Папа, пап знаешь, эти лучи снова пришли. Иди, смотри, ничего я не вру. Вот, видел, я не врал. Папа, папа я, когда ему руку протягиваю – он меня как мамин платочек вокруг заматывается и тёпленько ручке становится. Не-е-е-ет, я видел. Папа, ты знаешь, ты….у-у-у-у я не вру-у-у-у-у-у! сам крикуша! А-а-а. Я тогда тебе тоже не верить буду. Он вчера ночью тоже был в детской комнате и шёл из лампы. А-а-а-а. Я не буду тебе больше ничего говорить.

Глобус, книги. Тетрадь. Чернильная ручка. Окно. Там футбол.

А ангелы бывают?
Желтые нитки приходите ко мне. Сначала замотаю вас, потом в узелок завяжу, потом одну вытяну, прикреплю к глобусу. Вау, вот, снова свет! Нитка иди сюда. Ты моя собачка, я тебя сейчас возьму в руку, но ты меня не укусишь. Правда. Собачки могут кусаться. Есть даже боевые собаки. А некоторые могут танки взрывать! Какое колечко получилось. Кевин придет – у него такого нет. В классе ни у кого такого нет. Только у Катарины сердечко на шее. Сердечко мальчики не одевают – это только девочки могут носить. А это моё колечко… Нет это мой друг будет. Тёплый и золотой.

Книжки, математика. Дойч. Енглиш. На улице жизнь. Солнце.

Гранату можно бросить далеко, если размахнуться сильно — за спину так руку – и вперёд – пах-а-ах. Или под танк. Бабах. Папа, я хочу в компьютер играть. Ты мне говорил – когда я из школы приду. Ты обещал. Нет, не хочу. Не сегодня. Заааавтрааа. Всё равно — нет. Не хочу в церковь. Не хочу министрантом. А почему Кевин не идёт. Ну и что. Я хотел в компьютер.

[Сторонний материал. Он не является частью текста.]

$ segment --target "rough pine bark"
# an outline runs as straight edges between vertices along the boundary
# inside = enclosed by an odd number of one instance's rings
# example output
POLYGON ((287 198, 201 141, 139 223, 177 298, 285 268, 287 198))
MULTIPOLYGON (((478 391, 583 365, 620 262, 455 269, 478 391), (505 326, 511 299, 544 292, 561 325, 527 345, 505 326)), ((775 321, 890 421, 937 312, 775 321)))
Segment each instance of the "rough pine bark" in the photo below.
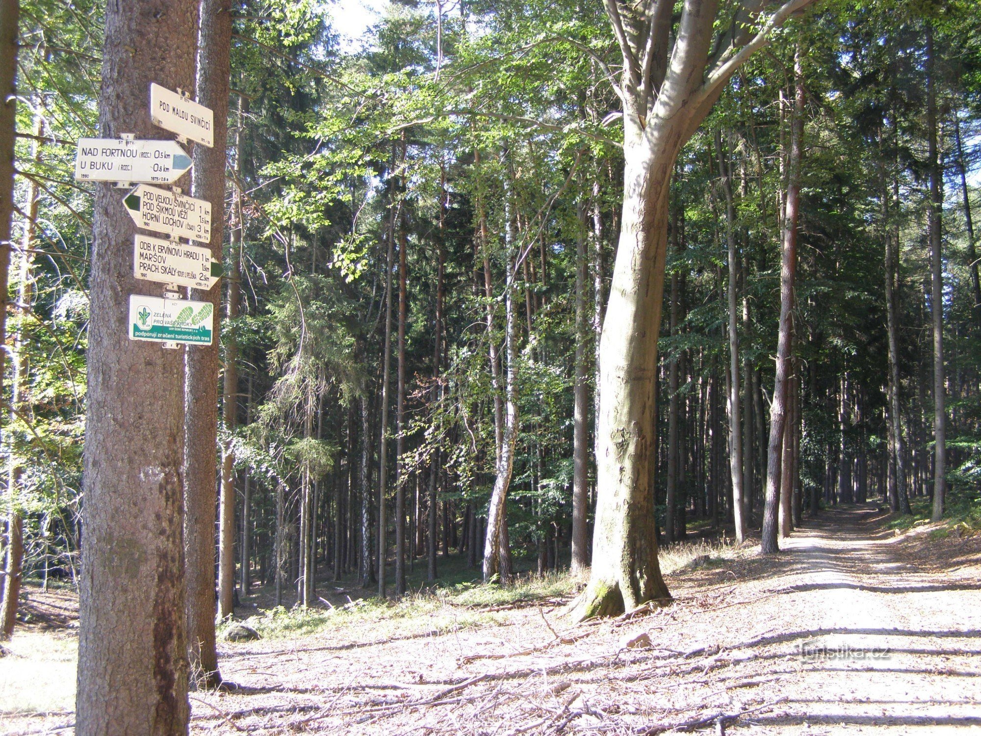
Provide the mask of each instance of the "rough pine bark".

Свитер. Ботинки. Куртка. Машина. Детское сиденье. Ремешки.

Папа, а небо живое? А руки есть? А у деревьев есть. Да. Это такие веточки они, когда ветер дует, качаются. Это деревья так здороваются друг с другом. Знаешь ты? Если подуть на травку она тоже качается. А кто дует на деревья? А кто дует на ветер. А почему он дует?

Guten Tag, Herr Pfarrer. Да хорошо. И уроки все сделал. Мне не нравиться учиться министрантом, я футбол люблю. А вы когда маленький были – в танки играли?

Католическая месса берёт свои истоки в деяниях и словах божиих, которые оставили нам апостолы его веры… Ваза. Печенье. Ножницы. Сложенные вместе бумажные ладошки.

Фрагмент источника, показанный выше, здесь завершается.